Key points:
- S&P 500 makes it across
- PPI inflation comes in hot
- Dip buyers swoop in again
It was a hot inflation report that had traders heading for the exits. Shortly after, however, they came back asking for more of those risk assets.
📈 Saving That Streak
- The S&P 500 (SPX) eked out a tiny 0.03% gain to 6,468.54, just enough to keep its winning streak alive — the third straight record close and the 18th all-time high of the year. Not bad for a day that looked doomed by lunch.
- The Nasdaq Composite slipped 0.01% and the Dow Jones Industrial Average fell 11 points, both staging a near-even recovery after being hit hard in the morning.
- At session lows, the 30-stock Dow was lower by more than 200 points while its two heavyweight peers were off by 0.4%. That’s before buyers with deep pockets — and perhaps deeper confidence — flooded back in.
😨 PPI Jumpscare
- July’s Producer Price Index USPPI surged 0.9% month-on-month — more than 4x what Wall Street expected (0.2%) — snapping June’s flat reading and swapping rate-cut dreams with nightmare fuel.

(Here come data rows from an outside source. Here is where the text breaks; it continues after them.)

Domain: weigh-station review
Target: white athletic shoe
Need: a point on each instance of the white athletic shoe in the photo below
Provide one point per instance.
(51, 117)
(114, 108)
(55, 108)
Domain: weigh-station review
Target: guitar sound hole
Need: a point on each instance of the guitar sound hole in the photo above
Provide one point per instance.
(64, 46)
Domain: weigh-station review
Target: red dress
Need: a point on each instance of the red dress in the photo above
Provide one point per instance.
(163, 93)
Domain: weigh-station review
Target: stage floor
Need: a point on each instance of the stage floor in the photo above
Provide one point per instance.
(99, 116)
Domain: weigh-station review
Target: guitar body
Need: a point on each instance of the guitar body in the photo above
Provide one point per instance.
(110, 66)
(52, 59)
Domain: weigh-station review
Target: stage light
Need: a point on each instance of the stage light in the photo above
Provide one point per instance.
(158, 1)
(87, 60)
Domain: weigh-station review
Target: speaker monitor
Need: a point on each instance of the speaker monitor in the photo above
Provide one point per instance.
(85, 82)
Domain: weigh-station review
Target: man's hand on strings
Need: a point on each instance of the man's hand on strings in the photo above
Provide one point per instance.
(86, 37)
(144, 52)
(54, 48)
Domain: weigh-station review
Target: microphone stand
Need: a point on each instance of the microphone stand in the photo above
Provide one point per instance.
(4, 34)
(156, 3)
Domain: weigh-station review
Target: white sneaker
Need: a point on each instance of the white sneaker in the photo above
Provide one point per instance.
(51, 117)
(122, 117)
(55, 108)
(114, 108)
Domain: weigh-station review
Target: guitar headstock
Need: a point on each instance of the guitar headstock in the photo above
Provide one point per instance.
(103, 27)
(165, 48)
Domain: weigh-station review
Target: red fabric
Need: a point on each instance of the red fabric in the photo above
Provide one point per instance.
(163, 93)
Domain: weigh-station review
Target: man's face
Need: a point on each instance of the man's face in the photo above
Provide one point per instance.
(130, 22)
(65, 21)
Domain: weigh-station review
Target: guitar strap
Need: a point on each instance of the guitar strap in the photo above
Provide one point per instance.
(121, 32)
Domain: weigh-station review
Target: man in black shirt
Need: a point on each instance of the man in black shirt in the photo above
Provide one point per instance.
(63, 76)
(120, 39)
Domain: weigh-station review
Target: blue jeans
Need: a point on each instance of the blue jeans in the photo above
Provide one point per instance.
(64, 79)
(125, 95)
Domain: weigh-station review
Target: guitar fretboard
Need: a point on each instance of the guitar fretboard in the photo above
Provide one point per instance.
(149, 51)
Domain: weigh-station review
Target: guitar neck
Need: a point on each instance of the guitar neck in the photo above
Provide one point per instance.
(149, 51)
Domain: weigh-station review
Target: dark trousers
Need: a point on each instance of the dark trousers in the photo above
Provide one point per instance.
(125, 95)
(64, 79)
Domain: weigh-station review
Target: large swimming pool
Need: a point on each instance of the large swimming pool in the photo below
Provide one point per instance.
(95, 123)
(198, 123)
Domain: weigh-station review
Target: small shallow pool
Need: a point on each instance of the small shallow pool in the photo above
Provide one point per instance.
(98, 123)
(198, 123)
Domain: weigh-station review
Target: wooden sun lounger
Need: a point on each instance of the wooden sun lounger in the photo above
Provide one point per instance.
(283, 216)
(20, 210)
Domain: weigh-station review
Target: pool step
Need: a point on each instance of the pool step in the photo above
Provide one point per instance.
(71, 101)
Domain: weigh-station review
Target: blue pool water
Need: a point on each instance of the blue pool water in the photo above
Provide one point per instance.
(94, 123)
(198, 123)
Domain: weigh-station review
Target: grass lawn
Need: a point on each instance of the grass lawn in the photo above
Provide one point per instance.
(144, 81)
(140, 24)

- The hotter print signals inflationary pressures are alive and kicking in the wholesale pipeline, with sectors like manufacturing and services still pushing costs up.
- With the PPI often a leading indicator for consumer prices, traders are now rethinking how much of a “sure thing” a September Fed cut really is — the odds are still decent, but the conviction took a hit.
💸 Dip Buyers Flex (Again)
- And yet, optimism prevailed once again. The late-session reversal was powered by aggressive buying in cyclicals and megacaps, the kind of “don’t fight the tape” rally pros have seen all year.
- Dip-buying has become the default playbook in this market, helped by strong earnings, a still-resilient economy, and massive liquidity flows. A market can’t even fall properly these days.
- And there you have it — three straight wins for the S&P 500 despite a macro headwind this big. Judging by the broad reaction, traders are still more scared of missing the rally than they are of inflation.